Make task queue more robust against long-running tasks
Summary:
See discussion in D8773. Three small adjustments which should help prevent this kind of issue:
- When queueing followup tasks, hold them on the worker until we finish the task, then queue them only if the work was successful.
- Increase the default lease time from 60 seconds to 2 hours. Although most tasks finish in far fewer than 60 seconds, the daemons are generally stable nowadays and these short leases don't serve much of a purpose. I think they also date from an era where lease expiry and failure were less clearly distinguished.

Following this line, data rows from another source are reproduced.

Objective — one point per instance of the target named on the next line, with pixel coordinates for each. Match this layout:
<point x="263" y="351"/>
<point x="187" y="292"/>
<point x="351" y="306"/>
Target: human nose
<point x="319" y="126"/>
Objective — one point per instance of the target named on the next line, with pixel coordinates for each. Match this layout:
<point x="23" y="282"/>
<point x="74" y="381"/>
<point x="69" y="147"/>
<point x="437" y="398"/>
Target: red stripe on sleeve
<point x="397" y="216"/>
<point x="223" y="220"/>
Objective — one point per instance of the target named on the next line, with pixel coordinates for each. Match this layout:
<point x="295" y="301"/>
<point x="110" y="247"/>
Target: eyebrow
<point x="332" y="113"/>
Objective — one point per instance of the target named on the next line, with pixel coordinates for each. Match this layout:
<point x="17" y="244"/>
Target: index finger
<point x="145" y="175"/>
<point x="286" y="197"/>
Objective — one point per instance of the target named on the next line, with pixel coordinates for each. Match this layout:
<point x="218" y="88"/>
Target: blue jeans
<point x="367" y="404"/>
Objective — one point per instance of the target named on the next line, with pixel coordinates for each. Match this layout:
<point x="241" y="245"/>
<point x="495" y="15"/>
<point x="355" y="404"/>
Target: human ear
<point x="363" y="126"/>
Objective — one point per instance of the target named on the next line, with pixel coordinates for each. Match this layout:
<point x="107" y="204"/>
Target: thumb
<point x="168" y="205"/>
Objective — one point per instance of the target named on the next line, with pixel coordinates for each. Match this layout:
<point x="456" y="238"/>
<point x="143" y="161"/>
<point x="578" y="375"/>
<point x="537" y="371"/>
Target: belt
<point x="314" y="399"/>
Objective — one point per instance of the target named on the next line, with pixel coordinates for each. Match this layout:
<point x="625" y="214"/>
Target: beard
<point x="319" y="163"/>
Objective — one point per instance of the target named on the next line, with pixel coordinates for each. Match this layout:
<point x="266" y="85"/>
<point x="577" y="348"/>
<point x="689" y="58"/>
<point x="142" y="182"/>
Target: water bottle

- Increase the default wait-after-failure from 60 seconds to 5 minutes. This largely dates from the MetaMTA era, where Facebook ran services with high failure rates and it was appropriate to repeatedly hammer them until things went through. In modern infrastructure, such failures are rare.
Test Plan:
- Verified that tasks queued properly after the main task was updated.
- Verified that leases default to 7200 seconds.
- Intentionally failed a task and verified default 300 second wait before retry.
- Removed all default leases shorter than 7200 seconds (there was only one).
- Checked all the wait before retry implementations for anything much shorter than 5 minutes (they all seem reasonable).
Reviewers: btrahan, sowedance
Reviewed By: sowedance
Subscribers: epriestley
Differential Revision: https://secure.phabricator.com/D8774